Both Oppy and Shalkowski seek to dispel the perceived conflict between abstract objects and the nature of God. Their strategies for doing so, however, are different. For Shalkowski, the key insight is that abstract objects, if they exist, are necessary. Necessity, he urges, constitutes the end point for any explanation, so it signals no deficiency in God that God does not provide the explanation for something that inherently can't be explained. Likewise, what is necessary is what absolutely could not be otherwise, so God is not deficient for being unable to make otherwise something that intrinsically must be just as it is. It does not seem, though, that this can by itself be a full solution. It just is not the case that anything whatever could turn out to be absolutely necessary, without this conflicting with what is believed about God. A necessarily existing devil, I should think, would constitute a real problem, as would necessarily existing Platonic Forms. (Given the latter, God could be wise and good only by participating in the Forms of wisdom and goodness.) In all likelihood Shalkowski doesn't think the devil, or Platonic Forms, are plausible candidate for entities that exist necessarily. But this makes my point: the appeal to necessity does not by itself suffice to remove all possible conflicts; there must also be consideration of what sorts of things there might be that could exist necessarily.

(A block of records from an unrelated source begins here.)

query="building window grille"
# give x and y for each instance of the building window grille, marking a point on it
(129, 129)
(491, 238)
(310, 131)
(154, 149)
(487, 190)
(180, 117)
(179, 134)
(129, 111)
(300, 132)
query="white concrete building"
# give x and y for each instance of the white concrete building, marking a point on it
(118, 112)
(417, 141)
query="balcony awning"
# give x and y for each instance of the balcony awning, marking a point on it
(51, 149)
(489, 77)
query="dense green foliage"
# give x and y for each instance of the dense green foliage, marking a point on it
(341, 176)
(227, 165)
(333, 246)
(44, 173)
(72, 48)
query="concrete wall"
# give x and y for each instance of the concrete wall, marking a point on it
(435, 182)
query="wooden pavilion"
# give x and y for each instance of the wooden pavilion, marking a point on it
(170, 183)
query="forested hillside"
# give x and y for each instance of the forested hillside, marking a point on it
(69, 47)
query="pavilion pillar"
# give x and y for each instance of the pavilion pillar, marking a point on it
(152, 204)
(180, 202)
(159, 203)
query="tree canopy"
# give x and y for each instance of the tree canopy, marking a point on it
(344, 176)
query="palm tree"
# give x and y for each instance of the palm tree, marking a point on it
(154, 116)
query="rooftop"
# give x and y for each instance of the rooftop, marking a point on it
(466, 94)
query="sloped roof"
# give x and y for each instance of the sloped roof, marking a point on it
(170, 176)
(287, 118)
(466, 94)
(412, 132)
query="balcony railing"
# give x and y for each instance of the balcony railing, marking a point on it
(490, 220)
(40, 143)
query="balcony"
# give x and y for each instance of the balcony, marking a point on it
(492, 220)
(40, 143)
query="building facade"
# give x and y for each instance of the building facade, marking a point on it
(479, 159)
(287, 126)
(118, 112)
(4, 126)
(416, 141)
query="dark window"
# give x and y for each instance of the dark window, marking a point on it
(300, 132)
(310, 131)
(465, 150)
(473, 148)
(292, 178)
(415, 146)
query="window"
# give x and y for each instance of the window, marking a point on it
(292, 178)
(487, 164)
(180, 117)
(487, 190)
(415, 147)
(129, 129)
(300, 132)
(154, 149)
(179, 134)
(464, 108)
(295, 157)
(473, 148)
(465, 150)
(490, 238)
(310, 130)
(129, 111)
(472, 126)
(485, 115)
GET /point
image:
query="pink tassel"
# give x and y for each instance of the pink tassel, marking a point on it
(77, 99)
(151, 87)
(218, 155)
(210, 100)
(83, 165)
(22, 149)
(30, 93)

Oppy's concise but tightly-packed essay comes the closest of any of the contributions to offering a systematic survey of the territory in dispute. He begins by making a sharp distinction between Causal Reality and Abstract Reality, thus excluding from the outset the possibility that abstract objects could enter into causal relationships. (Thus, the devil and Platonic Forms would not be candidates.) He identifies realism and fictionalism as the viable competing accounts of Abstract Reality, arguing that conceptualism and tokenism are not genuine alternatives. Officially, he takes no position as between realism and fictionalism, though there are indications that he leans towards the latter. His main conclusion is "that realism and fictionalism give no differential support to either theism or naturalism, and that there are no other plausible accounts of Abstract Reality" (181). For fictionalism this is obvious: if there are no abstract objects, they cannot provide a basis for arguing for or against theism and naturalism. Oppy contends, furthermore, that they cannot provide such a basis even if realism is true:
according to realism, the only connections between Abstract Reality and Causal Reality are necessary connections. . . . Since Pure Abstract Reality is absolutely independent of Causal Reality, and since -- ex hypothesi -- theism and naturalism differ fundamentally only in their accounts of Causal Reality, it is impossible for considerations about Pure Abstract Reality to favor one view over the other (175).
In concluding, Oppy briefly considers, and rejects, several arguments for theism based on abstract objects suggested by Alvin Plantinga.
Regrettably, but unsurprisingly, the result of this systematic approach is to bring out even more sharply the large range of disagreements concerning these topics. Gould and Davis, as well as Welty, take Oppy to task for assuming that abstract objects cannot enter into causal relations. Yandell suggests that there are after all some interesting argumentative connections between the existence of God and that of abstract objects. Craig insists that neither theism nor naturalism, rightly considered, is compatible with realism concerning abstract objects; Oppy has arrived at his contrary view only by watering down both theism and naturalism. Summing up: consensus not only has not been reached, it's not even dimly visible on the horizon.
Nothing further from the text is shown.